Members of the organised private sector and economic experts have identified adverse effects of the federal government’s current economic reforms as the major cause of dwindling contribution of the manufacturing sector to the country’s Gross Domestic Product (GDP).
They tasked the federal government to implement favourable policies, especially the recommendations of the Manufacturers Association of Nigeria (MAN) and operators of Small and Medium Enterprises (SMEs), in order to reverse the discouraging trend.
A report by the National Bureau of Statistics (NBS) showed that the contribution of the manufacturing sector declined by 20.95 per cent in Q2’24, when compared to the same period in 2023.
The NBS report also showed that the sector’s contribution declined from 16.04 per cent in December 2023 to 12.68 per cent in June 2024.

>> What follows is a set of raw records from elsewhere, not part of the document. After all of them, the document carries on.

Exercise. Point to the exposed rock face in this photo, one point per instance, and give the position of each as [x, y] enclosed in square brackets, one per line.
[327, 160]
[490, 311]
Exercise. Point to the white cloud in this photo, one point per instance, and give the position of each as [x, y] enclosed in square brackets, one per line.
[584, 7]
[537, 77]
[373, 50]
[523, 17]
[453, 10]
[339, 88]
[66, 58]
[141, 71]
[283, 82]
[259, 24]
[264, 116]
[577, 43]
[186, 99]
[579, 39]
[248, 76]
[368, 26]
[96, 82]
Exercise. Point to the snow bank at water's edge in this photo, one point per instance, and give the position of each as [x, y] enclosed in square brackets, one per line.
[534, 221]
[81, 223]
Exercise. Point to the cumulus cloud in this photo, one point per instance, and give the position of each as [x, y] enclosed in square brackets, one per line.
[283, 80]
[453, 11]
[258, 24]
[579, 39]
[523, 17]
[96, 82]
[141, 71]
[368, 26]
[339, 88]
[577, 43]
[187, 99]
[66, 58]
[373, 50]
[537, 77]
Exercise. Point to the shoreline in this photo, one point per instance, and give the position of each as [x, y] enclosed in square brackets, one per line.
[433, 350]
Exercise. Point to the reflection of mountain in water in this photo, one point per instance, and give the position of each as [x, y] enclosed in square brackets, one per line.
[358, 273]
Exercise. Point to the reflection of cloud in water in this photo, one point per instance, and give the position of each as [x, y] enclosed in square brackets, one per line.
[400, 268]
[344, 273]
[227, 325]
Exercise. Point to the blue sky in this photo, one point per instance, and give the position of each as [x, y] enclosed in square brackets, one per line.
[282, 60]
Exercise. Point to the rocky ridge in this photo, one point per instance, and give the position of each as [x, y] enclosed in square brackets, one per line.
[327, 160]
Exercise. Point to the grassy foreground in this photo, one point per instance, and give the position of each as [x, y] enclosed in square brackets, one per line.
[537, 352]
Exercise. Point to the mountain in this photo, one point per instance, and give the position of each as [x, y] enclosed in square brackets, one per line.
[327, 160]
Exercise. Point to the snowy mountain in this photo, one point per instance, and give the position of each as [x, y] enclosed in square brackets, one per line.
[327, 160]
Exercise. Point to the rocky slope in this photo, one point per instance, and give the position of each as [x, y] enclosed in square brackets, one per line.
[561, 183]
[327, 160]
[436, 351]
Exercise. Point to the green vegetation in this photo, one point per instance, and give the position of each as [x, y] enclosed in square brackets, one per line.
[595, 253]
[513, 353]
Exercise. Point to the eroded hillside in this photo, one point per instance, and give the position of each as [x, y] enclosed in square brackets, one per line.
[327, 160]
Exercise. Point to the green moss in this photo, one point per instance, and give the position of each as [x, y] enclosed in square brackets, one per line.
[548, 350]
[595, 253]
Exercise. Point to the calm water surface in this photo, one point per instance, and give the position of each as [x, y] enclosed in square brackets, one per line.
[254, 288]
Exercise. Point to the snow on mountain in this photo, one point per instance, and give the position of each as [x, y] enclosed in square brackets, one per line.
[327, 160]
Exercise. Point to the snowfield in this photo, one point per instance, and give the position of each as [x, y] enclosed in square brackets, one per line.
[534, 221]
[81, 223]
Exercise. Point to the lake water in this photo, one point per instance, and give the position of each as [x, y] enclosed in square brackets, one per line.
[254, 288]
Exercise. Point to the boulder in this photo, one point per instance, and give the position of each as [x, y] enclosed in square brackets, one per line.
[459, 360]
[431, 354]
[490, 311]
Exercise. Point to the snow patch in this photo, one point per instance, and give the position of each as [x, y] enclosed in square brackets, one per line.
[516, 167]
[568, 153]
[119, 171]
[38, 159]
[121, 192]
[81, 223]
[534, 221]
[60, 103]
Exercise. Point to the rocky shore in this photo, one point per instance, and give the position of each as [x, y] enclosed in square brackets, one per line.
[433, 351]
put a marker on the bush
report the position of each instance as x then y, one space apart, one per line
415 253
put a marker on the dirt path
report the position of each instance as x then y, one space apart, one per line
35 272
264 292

Director General of Nigeria Employers’ Consultative Association (NECA), Mr. Adewale-Smatt Oyerinde, attributed “the distortion and declining performance in the manufacturing sector to government policies, particularly the FX liberalisation policy,” which, he argued, “is ill-suited for an economy and business environment heavily dependent on imports, as it has led to increased borrowing costs and escalating import prices for raw materials and machinery”.
Oyerinde told THISDAY that the unfavourable exchange rate of approximately N1600/US$, coupled with a staggering inflation rate of 33.60 per cent, had led to a significant increase in interest rates, reaching 26.75 per cent.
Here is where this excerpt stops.